Current Date = today()

A second example could involve a parameter, where the user has created a formula to calculate the number of days between the date specified by the parameter and the current date. As this formula does not reference a column in the database, this would return an error if this formula was the only token in the search.

Days Difference = diff_days(parameterDate, today())

Resolution

Update the search to include a column that references the underlying database.


11028

Description

Data samples are not supported for models/Worksheets with chasm traps. Use Search to get sample data.

Details

When a user selects the Data Samples tab from a Worksheet or model, ThoughtSpot attempts to display 50 rows of data. If a chasm trap query plan is detected, then a warning message is displayed to the user.

Cause

Schemas that may have multiple fact tables are joined through shared dimensional tables. This is known as a chasm trap. ThoughtSpot supports chasm traps for analysis. However, these are not supported for Worksheet data samples. Refer to the Chasm trap article for further details.

Resolution

Leverage Search Data to review columns and their values.


11029

Description

The table data could not be retrieved. Table data is not supported for Worksheets with aggregate column filters.

Details

Worksheets support the ability to define filters based upon aggregate formulas. This article provides an example for how aggregate filters can be used to protect PII information.

Cause

Worksheet data samples do not support the complex query planning required to return results with aggregate filters.

Resolution

Leverage Search Data to review columns and their values.


11032

Description

ThoughtSpot does not currently support complex usages of median, rank, rank_percentile, percentile, and aggregate SQL passthrough functions.

Details

This error is displayed as a query generation error when the usage of median, rank, rank_percentile, and aggregate SQL passthrough functions are used in conjunction with an underlying query plan of a fan or chasm trap. Refer to this community article for further details regarding these complex query patterns.

The following is a simple example of a fan trap. Assume the data model has a central fact table for Sales. This is joined as a many-to-one to a region dimension table and another many-to-one join on the customer table.

[Sales] by [Region] [Count Customers]

The [Count Customers] token results in a fan trap. This ensures that there is no overcounting of the results.

Cause

These functions do not currently support advanced formula planning. This is required to ensure that the results that are returned are correct.

Resolution

For certain situations it may be possible to leverage the group_aggregate function to force an independent query plan for these functions. The fan trap example is extended to include a function to return the median value.
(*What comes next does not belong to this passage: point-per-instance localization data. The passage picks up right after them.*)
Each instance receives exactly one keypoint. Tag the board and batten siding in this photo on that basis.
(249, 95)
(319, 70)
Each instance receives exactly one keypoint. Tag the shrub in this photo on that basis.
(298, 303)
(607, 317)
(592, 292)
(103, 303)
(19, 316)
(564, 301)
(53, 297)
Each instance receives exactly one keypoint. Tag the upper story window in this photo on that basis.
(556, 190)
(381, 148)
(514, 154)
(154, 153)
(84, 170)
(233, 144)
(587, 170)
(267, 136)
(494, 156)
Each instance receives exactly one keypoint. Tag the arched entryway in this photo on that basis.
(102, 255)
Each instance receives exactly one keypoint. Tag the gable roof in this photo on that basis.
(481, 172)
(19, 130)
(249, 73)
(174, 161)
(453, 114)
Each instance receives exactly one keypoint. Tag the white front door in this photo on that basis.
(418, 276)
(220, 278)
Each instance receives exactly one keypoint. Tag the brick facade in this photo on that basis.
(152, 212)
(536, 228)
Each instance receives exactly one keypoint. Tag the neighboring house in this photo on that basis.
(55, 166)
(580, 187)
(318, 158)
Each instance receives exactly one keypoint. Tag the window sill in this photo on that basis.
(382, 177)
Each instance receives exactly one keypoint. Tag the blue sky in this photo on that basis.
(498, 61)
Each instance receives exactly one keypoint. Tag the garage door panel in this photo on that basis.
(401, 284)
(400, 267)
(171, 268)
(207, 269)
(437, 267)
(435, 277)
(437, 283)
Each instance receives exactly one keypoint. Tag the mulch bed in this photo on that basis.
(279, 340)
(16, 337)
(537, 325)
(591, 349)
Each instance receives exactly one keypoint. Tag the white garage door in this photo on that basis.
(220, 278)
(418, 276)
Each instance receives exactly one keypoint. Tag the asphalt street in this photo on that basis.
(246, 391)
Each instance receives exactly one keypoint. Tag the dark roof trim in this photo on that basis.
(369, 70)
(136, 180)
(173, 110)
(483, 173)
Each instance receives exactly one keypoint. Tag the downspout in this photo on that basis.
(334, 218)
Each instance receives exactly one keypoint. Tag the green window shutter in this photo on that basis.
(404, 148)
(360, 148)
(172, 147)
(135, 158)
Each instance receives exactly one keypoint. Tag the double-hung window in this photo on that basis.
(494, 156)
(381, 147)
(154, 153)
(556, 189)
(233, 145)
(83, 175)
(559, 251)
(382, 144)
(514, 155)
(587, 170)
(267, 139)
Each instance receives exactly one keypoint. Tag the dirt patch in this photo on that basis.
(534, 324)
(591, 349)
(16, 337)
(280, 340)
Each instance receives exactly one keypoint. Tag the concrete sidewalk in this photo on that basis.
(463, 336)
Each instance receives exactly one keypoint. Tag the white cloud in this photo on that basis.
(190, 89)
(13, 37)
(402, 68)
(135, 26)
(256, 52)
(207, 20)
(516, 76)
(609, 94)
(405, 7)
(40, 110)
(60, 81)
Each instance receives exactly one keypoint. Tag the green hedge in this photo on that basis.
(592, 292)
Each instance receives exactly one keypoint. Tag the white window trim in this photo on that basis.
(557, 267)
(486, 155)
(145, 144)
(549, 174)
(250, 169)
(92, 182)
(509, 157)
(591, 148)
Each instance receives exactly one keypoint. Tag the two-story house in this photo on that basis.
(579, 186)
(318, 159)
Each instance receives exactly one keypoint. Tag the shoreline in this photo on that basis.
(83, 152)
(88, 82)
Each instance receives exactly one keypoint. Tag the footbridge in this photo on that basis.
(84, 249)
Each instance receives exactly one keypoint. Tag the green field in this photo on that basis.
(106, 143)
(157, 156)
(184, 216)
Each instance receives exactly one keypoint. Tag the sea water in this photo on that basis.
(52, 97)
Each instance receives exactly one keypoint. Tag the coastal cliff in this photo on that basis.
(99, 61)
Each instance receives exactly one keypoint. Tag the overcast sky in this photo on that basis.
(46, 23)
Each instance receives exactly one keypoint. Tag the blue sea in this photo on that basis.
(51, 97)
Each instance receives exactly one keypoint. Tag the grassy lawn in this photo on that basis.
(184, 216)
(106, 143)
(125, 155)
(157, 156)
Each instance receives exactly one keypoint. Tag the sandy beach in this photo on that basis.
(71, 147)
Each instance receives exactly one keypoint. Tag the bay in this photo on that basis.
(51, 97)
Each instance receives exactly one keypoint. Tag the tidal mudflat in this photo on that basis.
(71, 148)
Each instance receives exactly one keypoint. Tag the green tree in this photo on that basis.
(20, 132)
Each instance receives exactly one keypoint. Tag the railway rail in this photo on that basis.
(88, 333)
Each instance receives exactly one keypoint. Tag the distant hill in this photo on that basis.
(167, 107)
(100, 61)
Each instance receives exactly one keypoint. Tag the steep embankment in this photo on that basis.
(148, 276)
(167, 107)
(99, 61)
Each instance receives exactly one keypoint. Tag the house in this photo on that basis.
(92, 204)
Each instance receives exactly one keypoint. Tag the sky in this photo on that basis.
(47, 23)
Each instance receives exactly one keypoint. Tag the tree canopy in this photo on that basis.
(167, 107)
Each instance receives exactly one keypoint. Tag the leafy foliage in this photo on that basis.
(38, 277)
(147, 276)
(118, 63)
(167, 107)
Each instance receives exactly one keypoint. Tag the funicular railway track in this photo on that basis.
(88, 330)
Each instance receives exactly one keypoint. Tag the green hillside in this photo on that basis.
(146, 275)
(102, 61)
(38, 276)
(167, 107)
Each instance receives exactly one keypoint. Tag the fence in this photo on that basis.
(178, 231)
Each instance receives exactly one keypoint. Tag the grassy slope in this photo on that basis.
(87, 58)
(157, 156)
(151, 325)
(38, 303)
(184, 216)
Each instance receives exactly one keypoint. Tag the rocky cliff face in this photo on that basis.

This requires a formula to be defined:

fxMedian = median(sales)

The resulting search token is the following, which results in an error:

[Sales] by [Region] [Count Customers] [fxMedian]

The formula can be updated with the group_aggregate definition. Note that after the query_groups() section there is an additional definition of ‘+{}’. This is required so that query generation does not attempt to simplify the query plan.

fxMedian = group_aggregate(median(sales),query_groups()+{},query_filters())

11035

Description

Unsupported query: unique count and a rank-related function coming from the same fact table.

Details

last_value is a ThoughtSpot formula function introduced in 9.12.0.cl . This function is designed to provide analysts the capabilities to create formulas for semi-additive measures. An example could be inventory balances.

For example: "How much stock does Acme Corp maintain for each Region?"

A secondary metric could be Average Stock on Hand. A common definition for this is: balance of stock divided by the unique count of locations.

In ThoughtSpot this formula could be defined as:

last_value(sum(balance),query_groups(),{transaction date}) / unique count(location id)

An alternative example could be a user asking the question as separate measures. For example: "Show me the balance and unique count of locations for each region".

In this scenario the search would return two measure columns: Balance & Unique Count Locations.

Cause

In the example defined, the last value aggregate column is ‘balance’ and the unique count column is ‘location id’. Error 11035 is returned when the unique count column, ‘location id’, is derived from either the same fact table as balance or as a dimensional table that is joined to the fact table.

Resolution

Unique count can be combined with last_value across a chasm trap query. Therefor, pending resolution for this limitation, an analyst can leverage group_aggregate to force a chasm trap query.

For example: The group_aggregate definition ensures a chasm trap is generated and the inclusion of query_groups()+{} ensures that this query plan is not optimized.

group_aggregate(unique count(location id), query_groups()+{}, query_filters())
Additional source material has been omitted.